Le porno est intemporel. Les nouvelles technologies le rendent plus facile à réaliser, à distribuer et plus immersif. Mais le porno en lui-même n’a rien de nouveau. Il y a cent ans, les gens faisaient du porno avec des pinceaux et de la peinture à l’aquarelle – et ce porno n’était pas du tout sage. Le XXIe siècle, ou le XXe siècle d’ailleurs, n’a pas inventé le porno osé – pas du tout !

L'article d'aujourd'hui présente l'œuvre de George Grosz , aquarelliste qui s'opposa aux censeurs autoritaires et aux bellicistes de son Allemagne natale. Il finit par émigrer aux États-Unis en 1933. Peintre prolifique, surtout connu pour ses œuvres pacifistes, sa période érotique semble se situer dans les dix ou vingt années qui suivirent 1915. (Comme c'est souvent le cas pour les beaux-arts, les ouvrages d'histoire de l'art classiques ne s'attardent généralement pas sur les détails de la production érotique d'un artiste. Il est donc difficile d'être précis.)
D'un point de vue pornographique, ces premières images de sexe de groupe voyeuriste, de levrette ou de la bonne vieille position du missionnaire n'ont rien de révolutionnaire . Certes, les corps sont peut-être plus poilus et plus charnus que ce qui est courant dans le porno du XXIe siècle, et l'artiste s'est certainement attardé de manière excessive (voire obsessionnelle ?) sur les veines visibles sur ces pénis en érection. Mais ce n'est pas plus étrange que certains réalisateurs actuels incapables de tourner un film porno sans crachats.

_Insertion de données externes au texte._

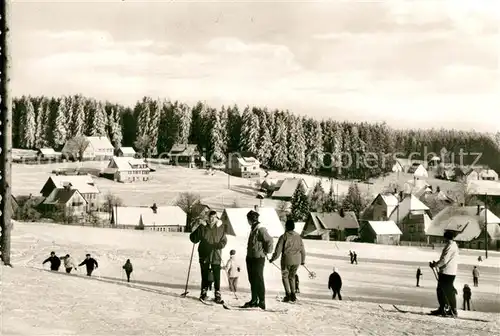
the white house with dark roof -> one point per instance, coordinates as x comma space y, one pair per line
152, 218
127, 169
126, 152
83, 183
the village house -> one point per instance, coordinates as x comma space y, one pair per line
48, 154
246, 166
127, 169
152, 218
125, 152
186, 155
88, 148
286, 188
412, 217
470, 222
380, 232
236, 223
83, 183
336, 226
68, 200
418, 170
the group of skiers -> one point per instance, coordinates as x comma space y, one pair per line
211, 236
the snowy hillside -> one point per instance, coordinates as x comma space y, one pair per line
38, 302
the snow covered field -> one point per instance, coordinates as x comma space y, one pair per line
37, 302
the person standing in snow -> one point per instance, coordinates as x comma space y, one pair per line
260, 244
467, 296
55, 262
475, 276
212, 238
291, 249
233, 271
89, 263
69, 263
419, 274
448, 266
335, 284
128, 268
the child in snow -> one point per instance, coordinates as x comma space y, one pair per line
467, 296
233, 271
128, 269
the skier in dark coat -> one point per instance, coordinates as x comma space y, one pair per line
128, 269
89, 263
212, 238
335, 284
419, 274
467, 296
290, 248
260, 244
54, 260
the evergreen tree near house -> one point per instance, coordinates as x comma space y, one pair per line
354, 200
300, 204
29, 124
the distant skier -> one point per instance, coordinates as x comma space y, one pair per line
69, 263
212, 238
290, 248
467, 296
260, 244
233, 271
90, 263
55, 262
419, 274
335, 284
447, 265
128, 268
475, 276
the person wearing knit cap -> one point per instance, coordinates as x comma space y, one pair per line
447, 266
259, 245
335, 284
290, 248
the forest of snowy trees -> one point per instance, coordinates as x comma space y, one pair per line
281, 140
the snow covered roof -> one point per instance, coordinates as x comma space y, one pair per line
127, 150
98, 142
83, 183
164, 216
384, 227
236, 222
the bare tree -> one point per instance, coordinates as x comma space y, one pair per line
191, 204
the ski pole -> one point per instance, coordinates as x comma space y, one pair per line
189, 271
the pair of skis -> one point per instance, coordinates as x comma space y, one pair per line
399, 310
228, 307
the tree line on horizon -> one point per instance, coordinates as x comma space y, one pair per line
281, 140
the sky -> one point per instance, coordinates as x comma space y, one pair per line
413, 64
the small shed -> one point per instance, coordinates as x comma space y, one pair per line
380, 232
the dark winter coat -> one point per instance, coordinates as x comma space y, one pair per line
467, 293
291, 249
260, 243
55, 262
335, 281
90, 263
212, 240
128, 267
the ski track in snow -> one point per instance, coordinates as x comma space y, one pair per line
39, 302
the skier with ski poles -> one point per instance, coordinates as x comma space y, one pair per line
447, 266
291, 249
211, 237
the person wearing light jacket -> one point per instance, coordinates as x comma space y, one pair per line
291, 249
260, 244
447, 266
212, 238
69, 263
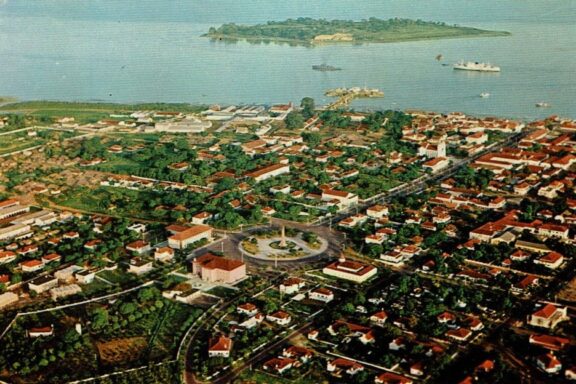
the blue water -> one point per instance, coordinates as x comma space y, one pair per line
143, 50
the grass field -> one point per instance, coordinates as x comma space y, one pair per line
152, 334
91, 112
13, 143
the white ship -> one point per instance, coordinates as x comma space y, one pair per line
476, 66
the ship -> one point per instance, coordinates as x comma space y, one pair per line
543, 104
325, 68
476, 66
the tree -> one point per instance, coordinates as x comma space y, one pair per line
313, 139
294, 120
147, 294
308, 106
100, 318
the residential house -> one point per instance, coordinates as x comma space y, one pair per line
214, 269
188, 236
321, 294
220, 346
280, 318
350, 270
549, 316
43, 284
279, 365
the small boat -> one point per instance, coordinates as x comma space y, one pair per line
476, 66
542, 104
325, 68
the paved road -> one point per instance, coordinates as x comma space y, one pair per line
229, 376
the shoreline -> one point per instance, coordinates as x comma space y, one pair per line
312, 43
32, 106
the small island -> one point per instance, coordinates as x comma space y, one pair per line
309, 31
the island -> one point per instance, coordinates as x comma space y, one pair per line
308, 31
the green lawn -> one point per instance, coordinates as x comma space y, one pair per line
117, 277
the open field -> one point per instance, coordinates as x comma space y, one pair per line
311, 31
133, 331
89, 112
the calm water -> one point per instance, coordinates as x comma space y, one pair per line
143, 50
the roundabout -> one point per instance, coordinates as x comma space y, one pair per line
277, 246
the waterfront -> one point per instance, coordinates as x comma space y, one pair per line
139, 52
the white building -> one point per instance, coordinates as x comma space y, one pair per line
183, 239
43, 284
350, 270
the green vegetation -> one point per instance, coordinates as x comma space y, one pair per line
89, 112
137, 329
307, 30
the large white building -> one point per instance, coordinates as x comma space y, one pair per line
350, 270
269, 171
13, 231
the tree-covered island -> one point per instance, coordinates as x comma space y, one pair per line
373, 30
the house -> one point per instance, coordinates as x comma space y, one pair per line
279, 364
377, 211
252, 321
164, 254
485, 367
459, 334
474, 323
445, 317
8, 298
392, 378
268, 172
280, 318
291, 285
321, 294
50, 258
247, 309
397, 344
548, 316
350, 270
40, 331
345, 199
66, 274
188, 236
553, 343
64, 291
570, 373
379, 318
71, 235
394, 257
139, 246
140, 266
201, 218
436, 164
551, 260
7, 257
43, 284
296, 352
92, 244
214, 269
31, 265
344, 365
220, 346
417, 369
15, 230
137, 227
549, 363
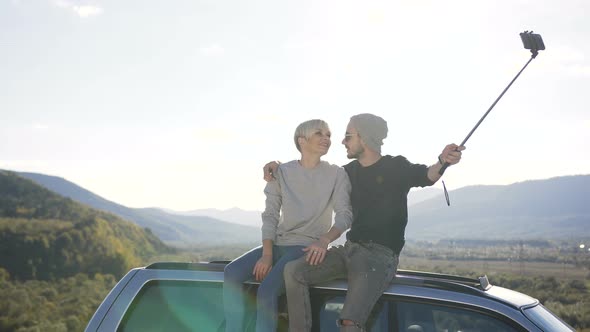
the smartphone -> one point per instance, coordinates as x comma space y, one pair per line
532, 41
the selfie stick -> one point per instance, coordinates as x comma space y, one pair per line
531, 41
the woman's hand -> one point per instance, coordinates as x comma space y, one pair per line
316, 252
262, 267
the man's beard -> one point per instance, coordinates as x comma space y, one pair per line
355, 154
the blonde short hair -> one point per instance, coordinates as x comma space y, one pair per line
308, 128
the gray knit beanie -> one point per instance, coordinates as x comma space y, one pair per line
371, 128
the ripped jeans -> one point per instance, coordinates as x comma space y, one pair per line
368, 267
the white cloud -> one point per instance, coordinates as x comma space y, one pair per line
212, 50
40, 126
80, 10
86, 11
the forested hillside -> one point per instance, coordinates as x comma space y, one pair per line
46, 236
173, 229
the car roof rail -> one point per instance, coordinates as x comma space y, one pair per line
186, 266
444, 280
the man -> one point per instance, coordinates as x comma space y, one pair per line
370, 256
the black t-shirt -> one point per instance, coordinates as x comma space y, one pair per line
379, 199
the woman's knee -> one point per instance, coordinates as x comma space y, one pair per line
291, 271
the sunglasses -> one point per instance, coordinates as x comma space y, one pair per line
348, 136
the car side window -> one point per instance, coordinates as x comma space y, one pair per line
175, 306
423, 317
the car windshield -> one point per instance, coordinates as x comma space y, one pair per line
545, 319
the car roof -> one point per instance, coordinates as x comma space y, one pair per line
408, 283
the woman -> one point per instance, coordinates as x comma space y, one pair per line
297, 218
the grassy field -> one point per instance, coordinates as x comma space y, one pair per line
560, 271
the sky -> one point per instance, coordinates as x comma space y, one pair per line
179, 104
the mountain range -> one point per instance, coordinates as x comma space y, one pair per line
546, 209
173, 229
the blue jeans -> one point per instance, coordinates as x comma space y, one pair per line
368, 267
270, 288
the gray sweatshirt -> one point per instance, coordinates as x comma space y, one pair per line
300, 202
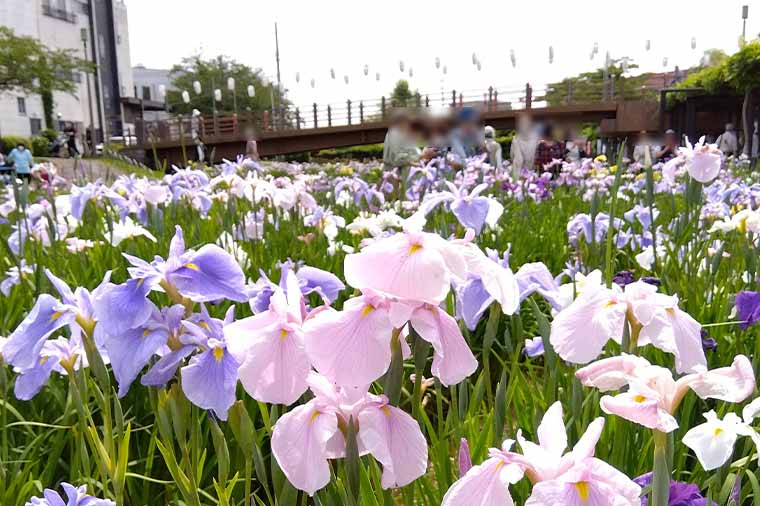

Ce qui me plaît, c'est à quel point les scènes de sexe de Grosz semblent modernes. Le porno le plus excitant, je crois, montre au spectateur une scène sexuelle qu'il trouve excitante mais qu'il a peu de chances de recréer. La scène de double fellation ci-dessus en est un parfait exemple. Très peu d'hommes ont les talents de séducteur, l'argent ou la chance nécessaires pour que deux beautés leur sucent la bite en même temps. Je veux dire, ça arrive... mais la foudre aussi.
Une autre chose qui fait un bon porno, c'est une scène qui révèle quelque chose d'étrange sur son créateur. Ce sont des scènes qui vous font dire : « Euh… c'est chaud, bien sûr, mais je n'y aurais jamais pensé. Ce photographe (ou artiste, ou réalisateur) est un peu bizarre ! » Évidemment, c'est une réaction très individualiste. Beaucoup de gens sont suffisamment voyeurs pour apprécier de regarder une jolie fille faire des choses obscènes avec des légumes ; tout le monde ne trouve pas l'idée de se mettre nu pour la regarder faire, puis de se branler furieusement, suffisamment intéressante pour se consacrer minutieusement à l'aquarelle. Mais c'est du bon porno pour vous – si c'est votre fantasme, vous adorerez le voir !
Cette dernière image de notre petite rétrospective sur George Grosz est moderne d'une autre manière. Elle aborde des notions complexes de sexe et de genre. Le porno fait souvent cela aussi en 2019 ! Les aquarelles sur papier n'ont pas de genre ou d'identité sexuelle, bien sûr. Mais en 2019, si nous rencontrions cette personne, nous la considérerions probablement comme trans, du moins jusqu'à ce qu'elle dise le contraire :
Au début, j'ai cru qu'ils se masturbaient en introduisant des objets dans l'urètre de ce pénis en érection. (L'introduction d'objets, pour ceux qui ne le savent pas, consiste à insérer délicatement des objets dans le pénis.) En zoomant sur la scène, on comprend qu'ils se masturbent « simplement » avec une belle plume rigide.

Ne laissez personne vous dire que le porno d'il y a un siècle était boiteux, apprivoisé ou ennuyeux!